2. Resistência cultural à mudança e preferência pelo já conhecido*— Mesmo com alternativas de código aberto ou nacionais potencialmente melhores, os brasileiros tendem a tolerar "enjambrações" do WhatsApp, Windows e similares porque já estão acostumados. 

 Há uma inércia muito forte: as pessoas preferem conviver com problemas conhecidos do que adotar algo novo.

 

3. Bom custo-benefício das big techs atuais para o usuário comum — Ferramentas como o WhatsApp são "fantásticas 'pra mim'" na prática cotidiana.

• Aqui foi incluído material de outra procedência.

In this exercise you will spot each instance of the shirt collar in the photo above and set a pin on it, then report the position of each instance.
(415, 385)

  Isso torna ainda mais difícil convencer as massas a migrarem para uma solução brasileira, mesmo que ela seja tecnicamente superior em algum aspecto.

 

4. Falta de cérebros eficientes e originalidade no ecossistema brasileiro — O Brasil sofre com escassez de talentos realmente capazes de inovar em alto nível. 

 

 5. Desalinhamento de prioridades nacionais —    

  Enquanto 90 milhões de brasileiros não têm acesso a rede de esgoto, as universidades e pesquisadores muitas vezes se dedicam a temas avançados (IA, etc.) em vez de atacar problemas básicos de infraestrutura e custo de vida com tecnologia acessível. 

  Isso representa uma inversão de prioridades.

 

6. Não se deve abandonar o desenvolvimento tecnológico — Se surgirem ideias genuinamente boas e originais (seja em IA, smartphone revolucionário ou outra área), elas devem ser perseguidas com seriedade, com o objetivo de gerar algo útil para o Brasil ou para o mundo — independentemente de ser contra as big techs estrangeiras.

 

7. Motivação correta para inovação— A criação de uma BigTech ou tecnologia brasileira não deve nascer de ódio às empresas estrangeiras, desejo de "soberania digital" por soberania ou inveja/nacionalismo exacerbado. 

  O esforço só vale a pena se for direcionado a produzir algo objetivamente útil e valioso.

 

  Esses pontos capturam bem a tese principal do texto: ceticismo realista quanto à viabilidade de uma "BigTech brasileira" no curto/médio prazo, combinado com crítica às prioridades nacionais e ao tipo de motivação que costuma mover esses debates no Brasil.